C1: bisection converges for every method tested; held-out p95 KL lands near 1 nat.
C2 (not too cold): target-axis Delta logit at calibrated alpha is non-zero across methods.
C3 (not too hot): base-NLL of generated text and branch-pmass of a forced format token stay near base at calibrated alpha across methods.

The 2x check is a sanity probe, not a margin claim. Reported as: at 2x, p95 KL exceeds 1 nat for N of M cells.

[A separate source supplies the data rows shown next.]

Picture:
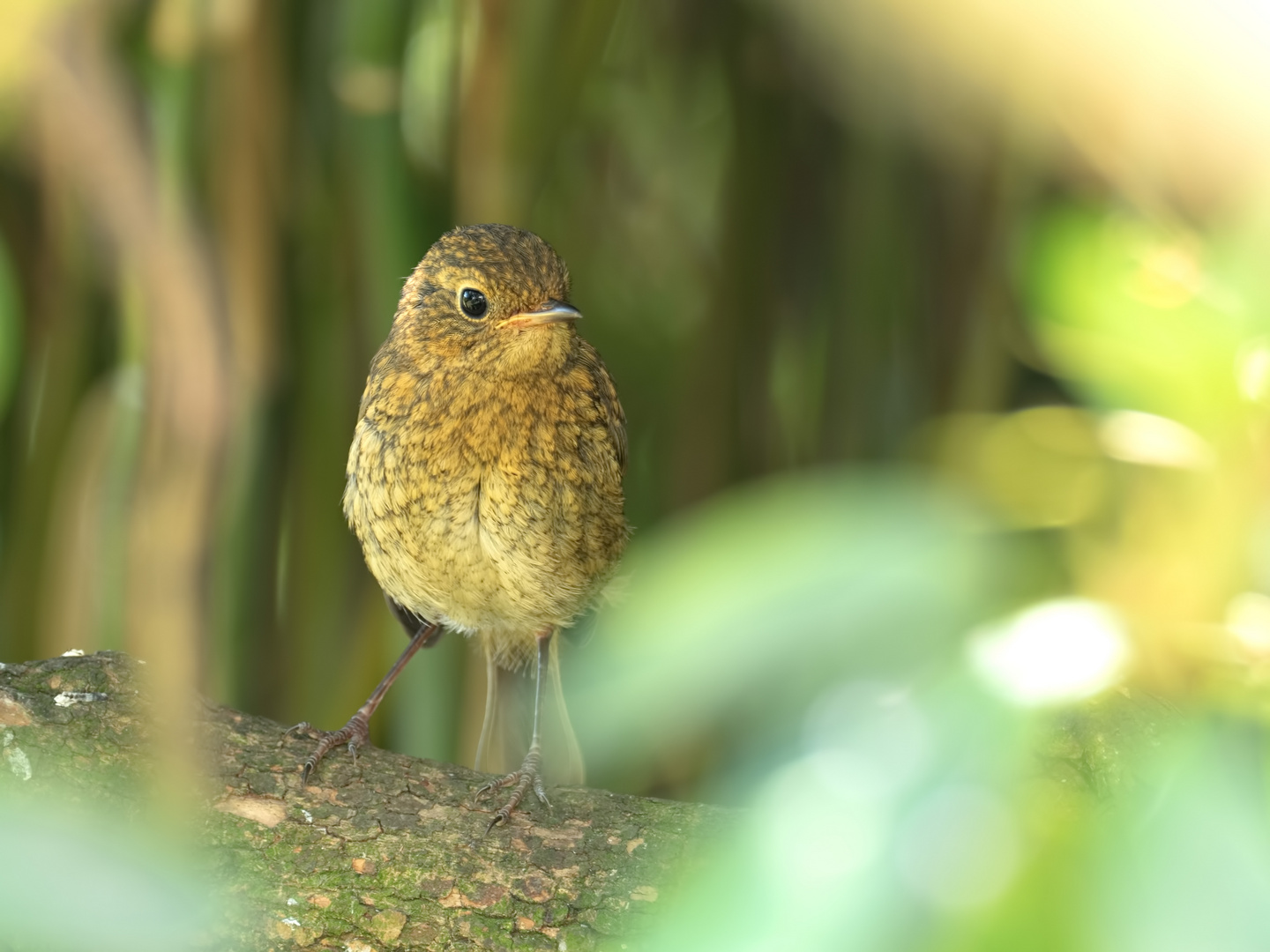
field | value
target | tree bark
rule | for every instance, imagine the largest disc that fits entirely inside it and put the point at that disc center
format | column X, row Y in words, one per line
column 392, row 853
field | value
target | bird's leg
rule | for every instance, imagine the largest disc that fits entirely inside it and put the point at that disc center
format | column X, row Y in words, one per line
column 355, row 733
column 528, row 773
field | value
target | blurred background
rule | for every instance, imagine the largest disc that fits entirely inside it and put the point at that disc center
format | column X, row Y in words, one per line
column 944, row 338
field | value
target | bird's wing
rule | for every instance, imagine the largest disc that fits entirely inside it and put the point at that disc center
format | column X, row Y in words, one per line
column 606, row 400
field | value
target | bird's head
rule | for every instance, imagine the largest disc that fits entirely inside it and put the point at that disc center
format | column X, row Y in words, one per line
column 490, row 294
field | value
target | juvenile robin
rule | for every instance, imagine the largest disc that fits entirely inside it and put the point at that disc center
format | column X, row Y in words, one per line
column 485, row 473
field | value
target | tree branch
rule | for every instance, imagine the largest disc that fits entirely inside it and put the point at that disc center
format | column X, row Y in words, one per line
column 390, row 853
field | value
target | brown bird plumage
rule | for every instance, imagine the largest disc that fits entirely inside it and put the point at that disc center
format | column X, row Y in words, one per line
column 485, row 473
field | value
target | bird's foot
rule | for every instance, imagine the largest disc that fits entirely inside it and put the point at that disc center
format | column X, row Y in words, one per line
column 355, row 734
column 521, row 781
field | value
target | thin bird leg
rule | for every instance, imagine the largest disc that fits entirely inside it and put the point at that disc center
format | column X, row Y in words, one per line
column 355, row 733
column 528, row 773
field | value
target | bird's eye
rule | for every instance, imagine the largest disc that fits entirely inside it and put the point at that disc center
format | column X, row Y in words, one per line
column 473, row 302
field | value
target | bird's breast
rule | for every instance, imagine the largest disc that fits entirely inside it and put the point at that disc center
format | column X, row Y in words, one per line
column 490, row 508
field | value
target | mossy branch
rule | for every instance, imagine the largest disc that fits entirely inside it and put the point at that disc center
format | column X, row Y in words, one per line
column 392, row 853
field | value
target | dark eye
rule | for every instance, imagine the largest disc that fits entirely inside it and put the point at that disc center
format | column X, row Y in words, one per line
column 473, row 302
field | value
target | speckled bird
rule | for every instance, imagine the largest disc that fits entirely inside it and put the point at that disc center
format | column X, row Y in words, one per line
column 485, row 473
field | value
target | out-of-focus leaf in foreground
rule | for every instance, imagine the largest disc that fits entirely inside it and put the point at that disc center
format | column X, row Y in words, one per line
column 748, row 608
column 71, row 881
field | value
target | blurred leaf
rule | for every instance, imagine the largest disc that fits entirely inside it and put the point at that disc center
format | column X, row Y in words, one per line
column 759, row 598
column 1143, row 317
column 11, row 329
column 72, row 882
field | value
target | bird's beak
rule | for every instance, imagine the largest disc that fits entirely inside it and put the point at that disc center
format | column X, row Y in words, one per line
column 551, row 312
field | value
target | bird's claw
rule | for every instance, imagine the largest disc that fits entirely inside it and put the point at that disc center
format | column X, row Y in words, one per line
column 521, row 781
column 355, row 734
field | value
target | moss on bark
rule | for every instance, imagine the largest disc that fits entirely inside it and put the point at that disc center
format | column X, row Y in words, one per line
column 392, row 853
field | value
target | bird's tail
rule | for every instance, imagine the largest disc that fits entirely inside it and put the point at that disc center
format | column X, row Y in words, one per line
column 508, row 725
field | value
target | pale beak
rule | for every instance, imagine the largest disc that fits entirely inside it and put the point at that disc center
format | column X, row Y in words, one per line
column 551, row 312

Honesty footnote: matched on per-token distributional disagreement under greedy decoding in the calibration window. This is one defensible notion of fairness; not equivalence on intervention norm or behavioral effect size.

Quick start

uv sync --extra all
just smoke         # tiny-random model, ~1 min CPU
just calibrate     # one (model, method, seed, window) cell
just trajectory
just table
just plot
just table-md

just sweep runs the full grid (3 models x 3 methods x 3 seeds x 2 windows) used by Figure 1.

What this repo does NOT do

No paper or LessWrong draft.
No method zoo beyond mean_diff, directional_ablation, pca.
No threshold sweep, no calibration-set-size sweep.
No tinymfv integration. Target-axis is a single contrastive sentiment / refusal pair.